GLM java.lang.ArrayIndexOutOfBoundsException for model with all Factor Variables

355 views
Skip to first unread message

awil...@gmail.com

unread,
Jun 6, 2017, 9:53:12 AM6/6/17
to H2O Open Source Scalable Machine Learning - h2ostream
Hello,

Using H2O 3.10.4.8 on Ubuntu 14.04.4 with Python 3.6.0 (I also experience this on Python 3.5.2), if I try to fit a large GLM with only factor variables, it fails with a java.lang.ArrayIndexOutOfBoundsException. If I add a single continuous predictor to the model that fails, it runs fine.

I am able to recreate the problem with the example below:

import pandas as pd
import numpy as np
import h2o
h2o.init()

np.random.seed(1234)
x1 = np.random.randint(1,193,33000*5)
x2 = np.random.randint(1,193,33000*5)
x3 = np.random.randint(1,8,33000*5)
x4 = np.random.randint(1,8,33000*5)
x5 = np.random.random(33000*5)*10
n = np.random.randint(1,100000,33000*5)
y = np.random.random(33000*5)*n
X = pd.DataFrame({'y' : y, 'n' : n, 'x1' : x1, 'x2' : x2, 'x3' : x3, 'x4' : x4, 'x5' : x5, 'offset':np.log(n)})

X_h2o = h2o.H2OFrame(X)
X_h2o['x1'] = X_h2o['x1'].asfactor()
X_h2o['x2'] = X_h2o['x2'].asfactor()
X_h2o['x3'] = X_h2o['x3'].asfactor()
X_h2o['x4'] = X_h2o['x4'].asfactor()

## This fails with java.lang.ArrayIndexOutOfBoundsException
predictors = ['x1', 'x2', 'x3', 'x4']
ix_list = ['x1','x2']
from h2o.estimators.glm import H2OGeneralizedLinearEstimator
poisson = H2OGeneralizedLinearEstimator(family="poisson", alpha=0.025, lambda_=0.0001, model_id='sem_poisson',\
standardize=False, interactions = ix_list, intercept=False)
poisson.train(training_frame=X_h2o, y='y', x=predictors, offset_column="offset")

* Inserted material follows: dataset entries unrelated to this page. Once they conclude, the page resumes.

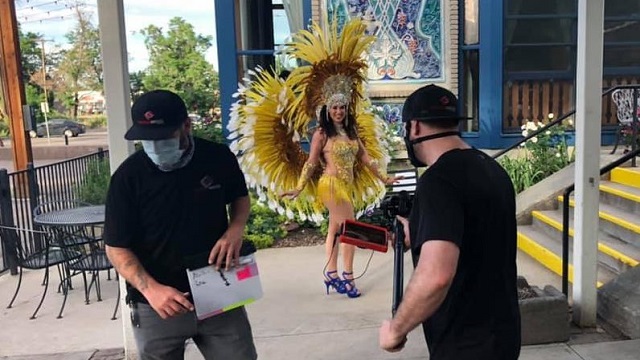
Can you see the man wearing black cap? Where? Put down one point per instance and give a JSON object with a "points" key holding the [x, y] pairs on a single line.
{"points": [[166, 212], [462, 235]]}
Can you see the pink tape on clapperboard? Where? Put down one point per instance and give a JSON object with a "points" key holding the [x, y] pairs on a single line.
{"points": [[247, 272]]}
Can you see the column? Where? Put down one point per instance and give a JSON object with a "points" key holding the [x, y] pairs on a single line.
{"points": [[587, 177], [118, 101]]}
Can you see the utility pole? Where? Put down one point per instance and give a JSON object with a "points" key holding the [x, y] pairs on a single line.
{"points": [[45, 107], [12, 84]]}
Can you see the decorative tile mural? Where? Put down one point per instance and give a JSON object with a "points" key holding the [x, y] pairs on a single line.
{"points": [[409, 36]]}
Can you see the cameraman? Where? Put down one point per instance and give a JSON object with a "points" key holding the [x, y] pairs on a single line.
{"points": [[463, 242]]}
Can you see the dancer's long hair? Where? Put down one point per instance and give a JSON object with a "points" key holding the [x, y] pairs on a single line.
{"points": [[327, 124]]}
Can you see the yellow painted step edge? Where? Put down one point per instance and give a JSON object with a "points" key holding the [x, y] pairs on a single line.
{"points": [[544, 256], [620, 193], [626, 177], [606, 216], [601, 247]]}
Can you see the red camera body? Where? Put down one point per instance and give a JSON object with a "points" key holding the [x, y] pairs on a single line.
{"points": [[364, 235]]}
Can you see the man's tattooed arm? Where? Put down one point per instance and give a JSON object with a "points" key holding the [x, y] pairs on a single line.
{"points": [[129, 267]]}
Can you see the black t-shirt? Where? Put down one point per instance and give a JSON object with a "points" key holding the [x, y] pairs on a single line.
{"points": [[467, 198], [171, 220]]}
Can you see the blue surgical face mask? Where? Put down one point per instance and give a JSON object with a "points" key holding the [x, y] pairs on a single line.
{"points": [[164, 153]]}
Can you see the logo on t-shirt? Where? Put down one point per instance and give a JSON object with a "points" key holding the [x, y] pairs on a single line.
{"points": [[208, 183]]}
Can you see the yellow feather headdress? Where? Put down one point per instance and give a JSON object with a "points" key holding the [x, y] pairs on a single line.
{"points": [[272, 116]]}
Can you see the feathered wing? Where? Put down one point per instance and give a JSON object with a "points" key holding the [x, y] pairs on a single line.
{"points": [[272, 116], [268, 146]]}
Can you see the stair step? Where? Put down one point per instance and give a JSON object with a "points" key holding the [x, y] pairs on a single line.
{"points": [[621, 196], [613, 253], [616, 222], [626, 176], [548, 252]]}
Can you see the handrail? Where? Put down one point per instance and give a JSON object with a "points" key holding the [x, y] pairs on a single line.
{"points": [[557, 121], [565, 216]]}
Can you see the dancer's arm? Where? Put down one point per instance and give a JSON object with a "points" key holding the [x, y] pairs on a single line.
{"points": [[317, 143]]}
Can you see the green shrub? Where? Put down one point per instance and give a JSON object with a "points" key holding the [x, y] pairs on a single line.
{"points": [[93, 189], [264, 225], [94, 122], [541, 156], [209, 130]]}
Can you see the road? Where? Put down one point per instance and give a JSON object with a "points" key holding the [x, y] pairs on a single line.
{"points": [[91, 139]]}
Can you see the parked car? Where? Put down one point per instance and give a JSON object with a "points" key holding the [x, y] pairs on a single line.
{"points": [[195, 118], [59, 127]]}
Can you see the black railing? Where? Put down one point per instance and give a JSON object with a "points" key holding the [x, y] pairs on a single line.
{"points": [[565, 216], [22, 191], [635, 87]]}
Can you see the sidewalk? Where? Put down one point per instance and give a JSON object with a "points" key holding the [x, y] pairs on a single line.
{"points": [[294, 319]]}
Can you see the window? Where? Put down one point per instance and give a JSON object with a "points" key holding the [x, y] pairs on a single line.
{"points": [[262, 28], [540, 40], [469, 66]]}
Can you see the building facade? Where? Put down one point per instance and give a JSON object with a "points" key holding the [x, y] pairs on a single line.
{"points": [[509, 61]]}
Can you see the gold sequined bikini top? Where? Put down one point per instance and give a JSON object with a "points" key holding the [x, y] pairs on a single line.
{"points": [[343, 154]]}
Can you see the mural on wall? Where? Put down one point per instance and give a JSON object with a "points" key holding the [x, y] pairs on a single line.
{"points": [[409, 36]]}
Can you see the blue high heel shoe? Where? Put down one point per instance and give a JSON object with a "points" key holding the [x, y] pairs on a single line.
{"points": [[349, 286], [334, 282]]}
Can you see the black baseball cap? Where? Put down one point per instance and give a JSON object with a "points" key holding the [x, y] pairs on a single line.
{"points": [[431, 103], [156, 116]]}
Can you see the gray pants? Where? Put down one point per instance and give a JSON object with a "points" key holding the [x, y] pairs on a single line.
{"points": [[224, 336]]}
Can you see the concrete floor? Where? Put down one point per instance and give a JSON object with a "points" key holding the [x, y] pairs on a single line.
{"points": [[293, 319]]}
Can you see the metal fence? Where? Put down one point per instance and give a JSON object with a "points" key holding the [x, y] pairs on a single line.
{"points": [[22, 191]]}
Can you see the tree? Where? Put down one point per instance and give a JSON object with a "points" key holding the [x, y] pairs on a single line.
{"points": [[81, 65], [177, 62], [136, 84]]}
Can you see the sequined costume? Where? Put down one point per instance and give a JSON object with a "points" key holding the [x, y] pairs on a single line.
{"points": [[273, 116], [335, 186]]}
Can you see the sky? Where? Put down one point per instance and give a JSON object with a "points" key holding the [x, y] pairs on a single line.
{"points": [[53, 20]]}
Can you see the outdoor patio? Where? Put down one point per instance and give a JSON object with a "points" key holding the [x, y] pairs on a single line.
{"points": [[294, 317]]}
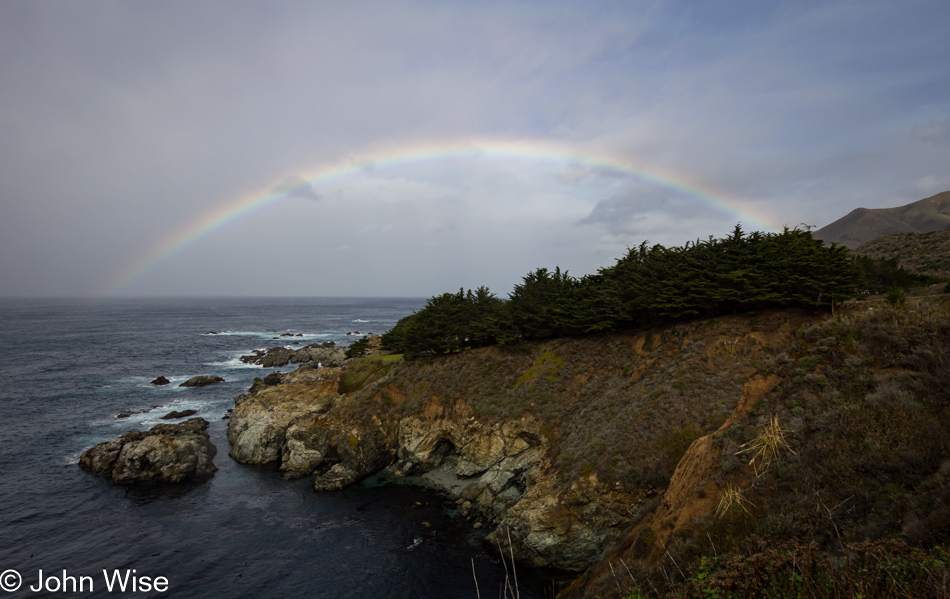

## This runs without error
predictors = ['x1', 'x2', 'x3', 'x4', 'x5']
ix_list = ['x1','x2']
from h2o.estimators.glm import H2OGeneralizedLinearEstimator
poisson = H2OGeneralizedLinearEstimator(family="poisson", alpha=0.025, lambda_=0.0001, model_id='sem_poisson',\
standardize=False, interactions = ix_list, intercept=False)
poisson.train(training_frame=X_h2o, y='y', x=predictors, offset_column="offset")

This is the error message:
---------------------------------------------------------------------------
OSError Traceback (most recent call last)
<ipython-input-74-3b9ec76c023b> in <module>()
9 from h2o.estimators.glm import H2OGeneralizedLinearEstimator
10 poisson = H2OGeneralizedLinearEstimator(family="poisson", alpha=0.025, lambda_=0.0001, model_id='sem_poisson', standardize=False, interactions = ix_list, intercept=False)
---> 11 poisson.train(training_frame=X_h2o, y='y', x=predictors, offset_column="offset")

/home/acorreia/anaconda3/lib/python3.6/site-packages/h2o/estimators/estimator_base.py in train(self, x, y, training_frame, offset_column, fold_column, weights_column, validation_frame, max_runtime_secs, ignored_columns, model_id)
202 return
203
--> 204 model.poll()
205 model_json = h2o.api("GET /%d/Models/%s" % (rest_ver, model.dest_key))["models"][0]
206 self._resolve_model(model.dest_key, model_json)

/home/acorreia/anaconda3/lib/python3.6/site-packages/h2o/job.py in poll(self)
71 if (isinstance(self.job, dict)) and ("stacktrace" in list(self.job)):
72 raise EnvironmentError("Job with key {} failed with an exception: {}\nstacktrace: "
---> 73 "\n{}".format(self.job_key, self.exception, self.job["stacktrace"]))
74 else:
75 raise EnvironmentError("Job with key %s failed with an exception: %s" % (self.job_key, self.exception))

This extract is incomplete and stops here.